Flavia l’encouragea en ondulant du bassin sur le membre rigide qui se pressait contre elle.

— Oui, je connais quelqu’un…Je dois pouvoir vous arranger ça… haleta-t-il alors que la jeune fille lui retirait délicatement ses lunettes.

S’appesantissant sur lui, elle se donnait maintenant du plaisir en frottant son clitoris sur le tissu tendu du pantalon, tandis qu’écartant ses cheveux, l’homme parcourait sa nuque de ses lèvres fébriles.

— Je veux une clé USB avec l’ouvrage numérisé, lui chuchota-t-elle à l’oreille avant d’en lécher le lobe.

— Oui…

A ce moment, l’homme poussa un râle de jouissance, inondant son caleçon de soie. Flavia le dévisagea, amusée. Elle avait pitié de lui maintenant, il lui paraissait si faible, affalé dans son fauteuil.

— Ce n’était qu’un avant-goût, conclut-elle en déposant sa carte de visite sur le bureau, y griffonnant le titre et le nom des auteurs, ainsi que celui de la collection privée à laquelle il appartenait.

Puis, elle abandonna le secrétaire pantelant, encore en proie au désir, lui rendant le regard méprisant dont il l’avait d’abord accablée.

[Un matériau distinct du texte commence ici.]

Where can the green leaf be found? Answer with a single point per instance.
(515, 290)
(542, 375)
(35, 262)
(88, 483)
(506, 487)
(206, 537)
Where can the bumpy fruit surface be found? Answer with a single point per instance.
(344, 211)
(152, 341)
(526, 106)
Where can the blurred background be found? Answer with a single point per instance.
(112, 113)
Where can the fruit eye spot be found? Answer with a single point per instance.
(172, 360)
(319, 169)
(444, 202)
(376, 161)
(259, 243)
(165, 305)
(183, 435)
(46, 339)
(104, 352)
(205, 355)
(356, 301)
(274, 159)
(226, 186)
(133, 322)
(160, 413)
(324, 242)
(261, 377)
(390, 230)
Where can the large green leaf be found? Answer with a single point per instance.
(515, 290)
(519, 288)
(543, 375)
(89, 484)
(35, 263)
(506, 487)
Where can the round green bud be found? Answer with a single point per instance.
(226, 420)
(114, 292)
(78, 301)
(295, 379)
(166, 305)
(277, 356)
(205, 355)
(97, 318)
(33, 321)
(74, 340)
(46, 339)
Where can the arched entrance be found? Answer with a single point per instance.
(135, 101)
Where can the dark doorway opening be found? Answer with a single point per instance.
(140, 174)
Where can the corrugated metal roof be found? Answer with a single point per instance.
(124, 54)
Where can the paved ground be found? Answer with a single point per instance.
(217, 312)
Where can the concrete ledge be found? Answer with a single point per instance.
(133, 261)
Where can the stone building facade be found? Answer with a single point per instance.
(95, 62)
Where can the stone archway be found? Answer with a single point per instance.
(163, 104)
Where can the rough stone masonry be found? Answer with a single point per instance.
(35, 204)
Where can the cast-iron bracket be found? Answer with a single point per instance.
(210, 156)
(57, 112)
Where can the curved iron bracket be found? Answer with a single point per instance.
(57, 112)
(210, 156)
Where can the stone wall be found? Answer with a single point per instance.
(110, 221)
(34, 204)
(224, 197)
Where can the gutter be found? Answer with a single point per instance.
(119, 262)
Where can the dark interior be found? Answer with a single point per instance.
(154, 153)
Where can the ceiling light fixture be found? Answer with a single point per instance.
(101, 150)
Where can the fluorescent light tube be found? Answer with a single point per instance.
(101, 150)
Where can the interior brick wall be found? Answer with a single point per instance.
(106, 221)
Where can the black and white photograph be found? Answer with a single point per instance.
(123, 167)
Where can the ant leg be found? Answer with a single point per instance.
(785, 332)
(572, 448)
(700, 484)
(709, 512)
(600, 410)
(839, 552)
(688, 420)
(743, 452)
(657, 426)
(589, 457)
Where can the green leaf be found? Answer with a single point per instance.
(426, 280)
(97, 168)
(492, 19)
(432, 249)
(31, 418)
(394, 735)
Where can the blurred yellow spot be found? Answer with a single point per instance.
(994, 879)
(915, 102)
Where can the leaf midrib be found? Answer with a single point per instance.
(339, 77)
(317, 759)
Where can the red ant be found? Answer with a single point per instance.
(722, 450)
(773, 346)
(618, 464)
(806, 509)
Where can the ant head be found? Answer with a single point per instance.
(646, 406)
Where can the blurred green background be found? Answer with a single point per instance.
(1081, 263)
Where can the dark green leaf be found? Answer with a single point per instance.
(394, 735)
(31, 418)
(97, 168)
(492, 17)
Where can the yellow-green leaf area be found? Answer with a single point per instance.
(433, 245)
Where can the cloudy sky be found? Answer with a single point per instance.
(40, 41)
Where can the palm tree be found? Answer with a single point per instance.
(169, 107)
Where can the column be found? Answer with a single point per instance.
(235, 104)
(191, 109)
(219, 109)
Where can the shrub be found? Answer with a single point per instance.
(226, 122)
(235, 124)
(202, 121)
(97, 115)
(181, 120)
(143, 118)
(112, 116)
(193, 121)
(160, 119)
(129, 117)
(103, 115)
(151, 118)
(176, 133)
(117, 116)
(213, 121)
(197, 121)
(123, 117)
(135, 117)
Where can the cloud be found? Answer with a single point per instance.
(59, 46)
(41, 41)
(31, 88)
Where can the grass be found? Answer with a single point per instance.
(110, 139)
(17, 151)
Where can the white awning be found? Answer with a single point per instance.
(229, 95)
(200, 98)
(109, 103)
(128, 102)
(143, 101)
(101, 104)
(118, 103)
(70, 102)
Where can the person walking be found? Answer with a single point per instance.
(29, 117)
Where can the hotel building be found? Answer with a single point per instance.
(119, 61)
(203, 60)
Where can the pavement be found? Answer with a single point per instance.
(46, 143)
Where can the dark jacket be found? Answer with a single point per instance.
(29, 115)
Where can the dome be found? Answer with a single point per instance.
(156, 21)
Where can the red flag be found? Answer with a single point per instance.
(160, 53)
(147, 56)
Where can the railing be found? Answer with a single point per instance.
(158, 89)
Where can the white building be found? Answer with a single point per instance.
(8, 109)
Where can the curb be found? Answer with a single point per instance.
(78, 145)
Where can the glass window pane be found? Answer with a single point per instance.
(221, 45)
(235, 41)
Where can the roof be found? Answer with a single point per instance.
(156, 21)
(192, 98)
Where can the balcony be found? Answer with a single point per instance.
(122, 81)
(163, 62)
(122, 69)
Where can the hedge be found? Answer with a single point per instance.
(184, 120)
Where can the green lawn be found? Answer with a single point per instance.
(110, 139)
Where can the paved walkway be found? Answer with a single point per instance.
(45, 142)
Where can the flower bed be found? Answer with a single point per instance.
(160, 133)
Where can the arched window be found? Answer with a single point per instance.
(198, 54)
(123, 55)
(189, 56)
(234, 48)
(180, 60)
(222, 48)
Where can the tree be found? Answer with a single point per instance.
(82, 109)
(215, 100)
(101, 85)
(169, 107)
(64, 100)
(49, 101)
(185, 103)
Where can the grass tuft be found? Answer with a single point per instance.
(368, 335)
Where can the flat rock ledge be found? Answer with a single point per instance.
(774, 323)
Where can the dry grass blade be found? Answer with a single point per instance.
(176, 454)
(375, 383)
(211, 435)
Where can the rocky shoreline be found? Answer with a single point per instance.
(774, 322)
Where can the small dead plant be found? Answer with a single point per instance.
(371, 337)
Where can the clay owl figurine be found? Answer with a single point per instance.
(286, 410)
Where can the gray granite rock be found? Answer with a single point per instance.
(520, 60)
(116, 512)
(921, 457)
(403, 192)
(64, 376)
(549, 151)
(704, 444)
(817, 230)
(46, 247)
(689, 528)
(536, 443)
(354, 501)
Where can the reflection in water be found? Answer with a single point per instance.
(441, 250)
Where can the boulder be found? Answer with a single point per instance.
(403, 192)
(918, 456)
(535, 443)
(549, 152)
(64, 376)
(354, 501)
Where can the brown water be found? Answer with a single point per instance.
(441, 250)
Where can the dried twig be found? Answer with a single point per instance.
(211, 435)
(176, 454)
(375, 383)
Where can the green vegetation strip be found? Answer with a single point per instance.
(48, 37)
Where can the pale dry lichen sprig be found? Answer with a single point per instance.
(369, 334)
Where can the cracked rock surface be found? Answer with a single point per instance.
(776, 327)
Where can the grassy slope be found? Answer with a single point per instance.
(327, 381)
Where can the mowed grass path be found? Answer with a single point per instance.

En sortant de l’ambassade, Flavia se surprenait à ne ressentir aucune honte de ce qu’elle venait de faire. Cet homme était un salaud, il n’avait eu que ce qu’il méritait. Finalement, elle l’avait remis à sa place, en le confrontant à ses propres contradictions. Il s’en faudrait avant qu’il ne recommence à jouer à l’orgueilleux face à une Italienne.

Néanmoins, quand elle rentra chez elle ce soir-là, elle jeta sa culotte encore humide à la poubelle, espérant que le souvenir de ce moment la suive.

Alors qu’elle s’apprêtait à se glisser sous la douche, savourant par avance la brûlure que l’eau lui infligerait, les notes aiguës de la sonnerie de son téléphone retentirent.

— Carla ? demanda une belle voix grave au bout du fil.

Flavia fut prise d’un frisson à cette mention, mais elle le réprima aussitôt en espérant qu’on lui laisserait au moins un peu de répit avant le prochain affrontement.